17
Jenna could kick herself for letting Max catch her in the bedroom checking on the data drive. Now she had to explain what she was doing in the spare bedroom with a screwdriver.
She sighed. “We’ll talk about it on the way.”
The look he gave Jenna said they would indeed discuss it. “I’ll meet you outside,” she said.
She waited until the door closed behind him before she returned the tiny data drive she’d taken out of the wall socket, then she pressed tape across the plate so she’d know if anyone disturbed it.
Max was probably waiting on her at her SUV, and Jenna hurried to catch up with him. She entered the kitchen and gasped. Max was kneeling on one knee at her back door, examining her deadbolt. “You scared me. I thought you were outside.”
“I was checking your deadbolts.” He stood. “You ready?”
Jenna nodded and tried to decide just how much she was going to share as they walked to her SUV. It wasn’t that she didn’t want to tell him—she needed to tell someone. If the intruder had killed her today, no one would even know to look for the drive that had the blurry photos showing Phillip and Sebastian together.
Her mind buzzed. If ever an honest man lived, it was Max. He said he’d always had her back, but he’d been out of her life for several years now. She couldn’t turn on trust like it was a light switch. At least not until she had some answers. Jenna just didn’t know what the questions were.
“Let’s use my truck—I’m more familiar with it.” Max opened the passenger door, and she climbed in. Once they were on the road, she took a deep breath and released it.
“You okay?” he asked.
She nodded. “Why didn’t you call after you left Chattanooga? You kissed me and then walked out the door and ghosted me.”
Max had been tapping the steering wheel, and he stilled. Then like her, he drew in a deep breath and slowly let it out. “I know, and like I told you yesterday, I’m really sorry about that.”
“Words are easy.” Especially for someone like Max, who could charm robbery suspects into confessing.
He took his gaze off the road for a second and turned his head toward her. “Truth?”
She nodded.
He returned his gaze to the road. “I was in a bad place when I left Chattanooga. Shannon had done a number on me ...” He tapped the steering wheel again. “Time to man up,” he said and sat up straighter. “I really have no excuse for the way I hurt you.”
Quiet settled between them. He broke it first. “Are you open to letting me make amends?”
Jenna took her time answering. He seemed truly sorry, but his silence had hurt. “We’ll see. It really hurt when I didn’t hear from you after I was shot. I thought maybe you believed the rumors.”

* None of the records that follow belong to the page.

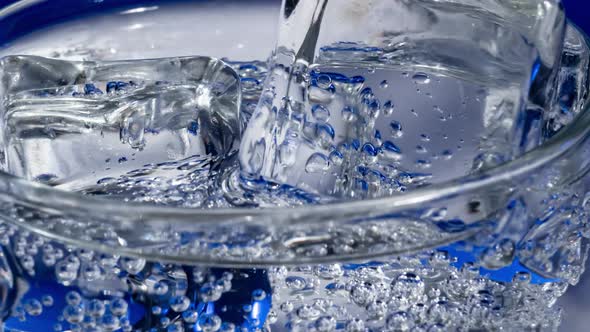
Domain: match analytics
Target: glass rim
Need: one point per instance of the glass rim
(566, 141)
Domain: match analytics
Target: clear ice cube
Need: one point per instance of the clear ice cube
(369, 98)
(73, 124)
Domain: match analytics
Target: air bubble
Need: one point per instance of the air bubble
(47, 300)
(396, 129)
(179, 303)
(320, 113)
(317, 163)
(421, 78)
(388, 107)
(209, 323)
(33, 307)
(131, 265)
(325, 324)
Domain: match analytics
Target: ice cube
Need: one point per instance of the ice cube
(74, 123)
(411, 93)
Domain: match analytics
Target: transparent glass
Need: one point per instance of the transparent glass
(487, 250)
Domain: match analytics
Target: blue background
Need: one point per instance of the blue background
(579, 12)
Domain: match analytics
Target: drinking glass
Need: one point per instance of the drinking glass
(491, 250)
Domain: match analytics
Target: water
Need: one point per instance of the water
(128, 125)
(485, 260)
(506, 67)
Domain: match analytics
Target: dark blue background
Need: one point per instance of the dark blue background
(579, 12)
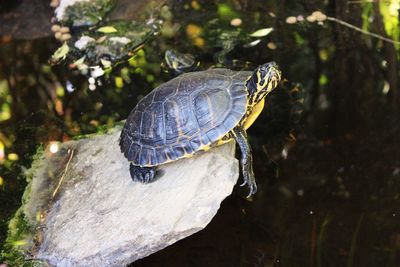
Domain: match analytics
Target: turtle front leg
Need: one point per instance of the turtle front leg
(142, 174)
(240, 135)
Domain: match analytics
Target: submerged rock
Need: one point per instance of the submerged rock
(91, 213)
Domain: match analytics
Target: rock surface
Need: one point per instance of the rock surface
(100, 217)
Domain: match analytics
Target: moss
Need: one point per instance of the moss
(87, 13)
(22, 227)
(19, 240)
(117, 44)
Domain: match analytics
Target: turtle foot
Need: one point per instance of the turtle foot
(142, 174)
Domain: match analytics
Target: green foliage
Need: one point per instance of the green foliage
(390, 12)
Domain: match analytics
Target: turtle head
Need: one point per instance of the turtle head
(263, 81)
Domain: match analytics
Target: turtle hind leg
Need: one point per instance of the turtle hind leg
(142, 174)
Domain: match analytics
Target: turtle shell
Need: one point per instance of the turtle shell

“I never heard them.” Neither of them spoke for a couple of miles, then Max said, “For the record, I don’t understand why you were relegated to a desk job after the psychologist released you. You were too good of a cop for that.”
Jenna looked up, surprised by the concern in his voice. Maybe he wasn’t part of the good-ol’-boy network. “Apparently you’re the only one who feels that way.”
“You’re wrong about that,” he said. “I’ll grant you there are a few who resent women on the police force, and some of them are in authority, but they are the same ones reaching retirement age. I promise, more than one detective respected you when I was on the force there.”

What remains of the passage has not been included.